On a spring afternoon in Moreland Hall, a group of students unfold maps of Oregon. Later, they’ll be doing their best to answer a seemingly simple question: What is Oregon literature? Is it a matter of geography, of borders? Of birthplace? Of subject matter—or sensibility? Who is included when we say “Oregon literature,” and who (or what) is left out?
These questions sit at the heart of Assistant Professor Surabhi Balachander’s Studies in American Literature class this term, which tasks students with creating a guide to Oregon literature—a curated, researched, and revised work intended for readers beyond the classroom. Surabhi brings a deep knowledge of the literary traditions of the American West to the classroom given her scholarly interests in the region, and her former role as a staff member at Stanford University’s Bill Lane Center for the American West. While the form the guide will take has yet to be determined and will emerge from collaborative conversations in class, the syllabus Surabhi developed provides a solid foundation for students to build from and sets them up for a fun adventure.

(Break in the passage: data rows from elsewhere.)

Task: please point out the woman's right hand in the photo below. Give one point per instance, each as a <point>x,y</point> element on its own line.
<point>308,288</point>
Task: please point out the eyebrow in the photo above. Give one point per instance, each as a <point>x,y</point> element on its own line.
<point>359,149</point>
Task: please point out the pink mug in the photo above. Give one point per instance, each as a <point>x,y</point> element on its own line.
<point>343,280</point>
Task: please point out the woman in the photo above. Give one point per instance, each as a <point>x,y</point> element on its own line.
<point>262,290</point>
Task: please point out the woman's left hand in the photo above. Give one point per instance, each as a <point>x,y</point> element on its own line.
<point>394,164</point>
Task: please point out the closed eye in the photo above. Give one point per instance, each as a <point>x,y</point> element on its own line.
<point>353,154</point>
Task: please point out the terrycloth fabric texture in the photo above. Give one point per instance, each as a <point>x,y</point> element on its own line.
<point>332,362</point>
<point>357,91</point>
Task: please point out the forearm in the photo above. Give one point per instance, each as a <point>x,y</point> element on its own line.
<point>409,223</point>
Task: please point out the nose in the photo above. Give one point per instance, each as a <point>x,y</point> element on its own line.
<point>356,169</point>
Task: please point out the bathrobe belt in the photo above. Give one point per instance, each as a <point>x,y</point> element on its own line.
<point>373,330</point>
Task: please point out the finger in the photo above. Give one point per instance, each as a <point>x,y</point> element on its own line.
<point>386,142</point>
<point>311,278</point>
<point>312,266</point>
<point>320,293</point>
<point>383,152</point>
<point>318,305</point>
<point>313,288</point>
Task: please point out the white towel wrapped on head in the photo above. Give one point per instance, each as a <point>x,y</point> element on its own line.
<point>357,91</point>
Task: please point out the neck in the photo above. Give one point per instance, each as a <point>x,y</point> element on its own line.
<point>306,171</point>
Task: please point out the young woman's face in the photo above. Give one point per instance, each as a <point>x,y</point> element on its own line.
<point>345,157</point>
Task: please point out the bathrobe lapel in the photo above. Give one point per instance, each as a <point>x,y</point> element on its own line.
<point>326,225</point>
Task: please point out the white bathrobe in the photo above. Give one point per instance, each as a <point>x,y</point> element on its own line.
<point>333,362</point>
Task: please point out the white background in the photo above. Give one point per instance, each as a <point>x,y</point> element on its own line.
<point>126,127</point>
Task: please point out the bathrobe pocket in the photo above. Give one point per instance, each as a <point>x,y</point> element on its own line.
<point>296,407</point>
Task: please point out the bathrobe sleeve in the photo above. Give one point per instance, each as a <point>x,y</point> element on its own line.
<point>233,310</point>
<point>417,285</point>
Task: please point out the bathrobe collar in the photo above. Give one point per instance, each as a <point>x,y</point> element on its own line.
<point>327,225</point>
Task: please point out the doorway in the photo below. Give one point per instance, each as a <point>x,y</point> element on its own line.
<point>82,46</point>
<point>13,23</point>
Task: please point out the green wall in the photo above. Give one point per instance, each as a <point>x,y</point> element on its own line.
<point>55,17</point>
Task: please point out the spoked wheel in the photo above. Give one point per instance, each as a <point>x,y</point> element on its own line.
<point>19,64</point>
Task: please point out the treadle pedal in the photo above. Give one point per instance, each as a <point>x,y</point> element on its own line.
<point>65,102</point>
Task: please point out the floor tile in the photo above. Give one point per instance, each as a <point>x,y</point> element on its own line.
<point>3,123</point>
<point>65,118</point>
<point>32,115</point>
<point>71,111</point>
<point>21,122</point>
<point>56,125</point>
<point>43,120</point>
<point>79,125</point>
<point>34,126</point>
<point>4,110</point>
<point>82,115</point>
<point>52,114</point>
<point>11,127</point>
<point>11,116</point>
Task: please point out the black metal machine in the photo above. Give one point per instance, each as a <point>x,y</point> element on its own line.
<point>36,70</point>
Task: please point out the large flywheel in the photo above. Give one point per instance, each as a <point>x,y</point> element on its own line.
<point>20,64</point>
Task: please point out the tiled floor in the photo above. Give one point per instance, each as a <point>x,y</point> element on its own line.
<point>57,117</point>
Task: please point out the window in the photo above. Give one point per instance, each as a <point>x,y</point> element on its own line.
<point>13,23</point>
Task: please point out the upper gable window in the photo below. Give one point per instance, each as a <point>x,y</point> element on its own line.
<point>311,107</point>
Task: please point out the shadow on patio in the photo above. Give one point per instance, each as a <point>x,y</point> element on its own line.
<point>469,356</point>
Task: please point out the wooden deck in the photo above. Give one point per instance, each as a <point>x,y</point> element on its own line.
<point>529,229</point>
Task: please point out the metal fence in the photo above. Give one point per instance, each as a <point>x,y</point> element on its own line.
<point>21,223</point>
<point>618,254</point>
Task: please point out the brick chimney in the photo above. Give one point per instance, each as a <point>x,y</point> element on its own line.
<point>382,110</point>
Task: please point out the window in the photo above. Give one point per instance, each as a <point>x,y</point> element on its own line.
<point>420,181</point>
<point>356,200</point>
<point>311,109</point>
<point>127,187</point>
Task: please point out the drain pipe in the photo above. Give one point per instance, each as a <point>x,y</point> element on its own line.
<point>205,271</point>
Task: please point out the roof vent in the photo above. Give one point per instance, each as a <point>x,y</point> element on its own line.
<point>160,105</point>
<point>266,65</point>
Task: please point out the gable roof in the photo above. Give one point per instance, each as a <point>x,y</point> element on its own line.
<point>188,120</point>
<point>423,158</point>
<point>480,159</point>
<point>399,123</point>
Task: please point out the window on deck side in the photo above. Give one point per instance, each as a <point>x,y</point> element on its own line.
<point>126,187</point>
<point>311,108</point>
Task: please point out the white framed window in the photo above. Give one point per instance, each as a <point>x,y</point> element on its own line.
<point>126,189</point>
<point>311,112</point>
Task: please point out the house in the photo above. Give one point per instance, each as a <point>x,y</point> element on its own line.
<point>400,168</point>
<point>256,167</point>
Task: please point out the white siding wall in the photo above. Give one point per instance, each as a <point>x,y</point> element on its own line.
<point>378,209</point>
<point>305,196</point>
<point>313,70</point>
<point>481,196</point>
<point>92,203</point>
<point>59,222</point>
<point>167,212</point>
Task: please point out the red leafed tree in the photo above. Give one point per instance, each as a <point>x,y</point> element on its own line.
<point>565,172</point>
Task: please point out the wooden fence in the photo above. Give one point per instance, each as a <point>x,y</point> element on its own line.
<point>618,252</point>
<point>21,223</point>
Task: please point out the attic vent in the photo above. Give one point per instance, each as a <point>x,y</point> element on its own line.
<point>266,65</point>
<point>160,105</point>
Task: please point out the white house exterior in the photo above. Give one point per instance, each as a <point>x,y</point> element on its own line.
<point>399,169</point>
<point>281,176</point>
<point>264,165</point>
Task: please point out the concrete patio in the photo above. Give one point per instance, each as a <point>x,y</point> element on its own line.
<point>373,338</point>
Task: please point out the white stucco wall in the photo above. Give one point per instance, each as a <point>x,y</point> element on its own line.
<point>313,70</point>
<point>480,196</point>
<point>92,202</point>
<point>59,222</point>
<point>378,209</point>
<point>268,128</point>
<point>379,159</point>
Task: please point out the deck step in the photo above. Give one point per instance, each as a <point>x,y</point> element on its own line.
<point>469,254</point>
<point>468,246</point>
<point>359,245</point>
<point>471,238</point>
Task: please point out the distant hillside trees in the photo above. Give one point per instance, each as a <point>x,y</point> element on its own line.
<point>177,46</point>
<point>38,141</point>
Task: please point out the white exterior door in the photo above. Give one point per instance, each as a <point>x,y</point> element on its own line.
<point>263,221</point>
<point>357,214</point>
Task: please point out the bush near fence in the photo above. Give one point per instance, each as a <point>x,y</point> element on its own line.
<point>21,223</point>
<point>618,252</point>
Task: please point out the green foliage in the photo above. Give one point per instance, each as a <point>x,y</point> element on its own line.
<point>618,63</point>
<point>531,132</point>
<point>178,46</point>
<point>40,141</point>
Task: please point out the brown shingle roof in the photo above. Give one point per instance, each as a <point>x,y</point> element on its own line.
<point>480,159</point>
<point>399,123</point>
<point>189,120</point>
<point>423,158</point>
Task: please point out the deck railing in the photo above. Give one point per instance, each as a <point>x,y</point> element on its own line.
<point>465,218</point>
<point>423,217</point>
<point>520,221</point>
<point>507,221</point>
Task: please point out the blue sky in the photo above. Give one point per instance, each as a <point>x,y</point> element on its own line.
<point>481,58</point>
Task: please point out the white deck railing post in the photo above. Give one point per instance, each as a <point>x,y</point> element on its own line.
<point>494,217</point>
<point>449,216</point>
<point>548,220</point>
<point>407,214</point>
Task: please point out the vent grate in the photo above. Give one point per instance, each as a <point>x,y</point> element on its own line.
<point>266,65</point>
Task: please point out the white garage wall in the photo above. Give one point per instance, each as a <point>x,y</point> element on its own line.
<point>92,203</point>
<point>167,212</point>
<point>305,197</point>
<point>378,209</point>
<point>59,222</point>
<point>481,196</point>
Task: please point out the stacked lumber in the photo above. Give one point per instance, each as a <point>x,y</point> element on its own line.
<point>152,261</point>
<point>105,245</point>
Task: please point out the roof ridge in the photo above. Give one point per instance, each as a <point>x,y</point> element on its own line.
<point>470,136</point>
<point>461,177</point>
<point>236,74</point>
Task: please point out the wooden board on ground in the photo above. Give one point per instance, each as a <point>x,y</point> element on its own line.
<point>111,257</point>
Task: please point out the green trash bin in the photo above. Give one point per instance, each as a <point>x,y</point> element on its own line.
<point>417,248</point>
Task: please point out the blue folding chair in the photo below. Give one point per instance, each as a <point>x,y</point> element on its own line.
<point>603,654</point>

The reading list reflects the range and complexity of Oregon literature itself. Students encounter familiar figures such as Ursula K. Le Guin and Beverly Cleary alongside contemporary writers like Oliver de la Paz and Beth Piatote. Taken together, the texts explore speculative futures, the legacies of colonization, immigrant experience, and coming of age, among other themes, while also raising questions about how place operates in literature. Readings span poetry, young adult fiction, memoir, and short fiction, inviting students to consider how Oregon has been written from multiple vantage points and how those perspectives shape, complicate, or resist easy definitions of what “Oregon literature” might be.
In the second half of the course, students will shift to researching and writing their own contributions to the guide, drawing on existing place-based literature projects as models and points of comparison. They will take up questions of scope, selection, and representation as they develop entries that situate individual works and authors within broader literary and cultural contexts. Drafts will be shared and workshopped in class, where students revise with an eye toward clarity, accessibility, and the expectations of readers beyond the university. In the process, they practice translating academic research into public-facing writing, learning how to balance critical engagement with storytelling. Whatever form the guide takes, it will be freely available online. All the while, the maps they opened on the first day remain close at hand, serving as both reference and reminder as their collective guide to Oregon literature comes more clearly into view.